A Europa, incluindo o Reino Unido, concentra boa parte da redução, com uma queda projetada de 7 milhões de toneladas na safra de cevada. A seca e as altas temperaturas atingiram a cevada de primavera com mais intensidade do que as lavouras de inverno. Ondas de calor no oeste, centro e sul da Europa durante a segunda metade de junho e novamente em meados de julho encurtaram os ciclos, aceleraram a colheita e reduziram a produtividade. Segundo o Noticias AgroPecuarias, a oferta interna europeia não ficará comprometida, mas o excedente exportável da região diminuirá fortemente.
Cevada forrageira orienta os preços
As mesmas condições climáticas causaram perdas ainda maiores no trigo e no milho europeus, elevaram os preços dos grãos e levaram a cevada junto. A variedade forrageira volta a definir a direção do mercado.

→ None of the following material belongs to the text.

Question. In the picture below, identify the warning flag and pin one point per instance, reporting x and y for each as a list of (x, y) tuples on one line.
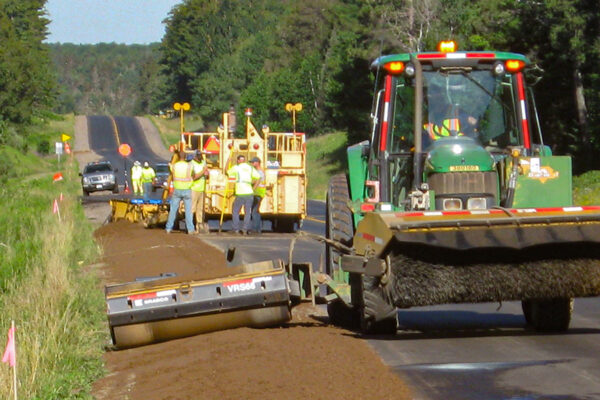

O equilíbrio da cevada cervejeira é mais complexo: calor e seca geram dúvidas sobre a qualidade, enquanto o consumo fraco de cerveja continua limitando a demanda. Bons resultados em locais como a Dinamarca devem trazer alguma estabilidade à oferta cervejeira europeia, embora o excedente total para exportação tenha encolhido.
Na França, maior produtora de grãos da União Europeia, as lavouras permaneceram em boas condições até maio, mas o calor de junho acelerou primeiro a colheita da cevada e depois a do trigo. As temperaturas extremas também dificultaram o trabalho no campo e levaram à restrição de atividades em algumas áreas devido ao risco de incêndios. As maiores perdas de produtividade ocorreram nas regiões central e ocidental, enquanto o norte e o leste tiveram desempenho melhor. Os conflitos em curso no Oriente Médio e no Leste Europeu aumentam a incerteza sobre custos de energia, logística e comércio mundial de grãos.
Argentina prevê safra e saldo exportável menores
A Argentina produziu cerca de 5,7 milhões de toneladas de cevada em 2025/26, das quais mais de 3 milhões já estão comprometidas para exportação por meio de declarações oficiais. Em 14 de agosto de 2026, as declarações cobriam 582.611 toneladas de cevada cervejeira, 2.785.405 toneladas de cevada forrageira e 429.716 toneladas de malte de cevada. A variedade forrageira passou a dominar claramente a composição das vendas. A Arábia Saudita continua sendo o principal destino da cevada forrageira argentina, enquanto o Brasil lidera as compras da variedade cervejeira.
O plantio argentino de 2026/27 está praticamente concluído, mas o excesso de umidade, especialmente no sudeste da província de Buenos Aires, reduziu a área final estimada para 1,1 milhão de hectares. A projeção inicial de produção varia de 4,5 milhões a 5 milhões de toneladas, indicando menor disponibilidade para exportação do que em 2025/26. As estimativas permanecem em 9,3 milhões de toneladas para o Canadá e 3,1 milhões para os Estados Unidos. A previsão australiana foi ajustada para 14,6 milhões de toneladas após chuvas favoráveis estimularem o plantio antecipado, embora o resultado dependa do clima nos próximos meses e dos possíveis efeitos do El Niño.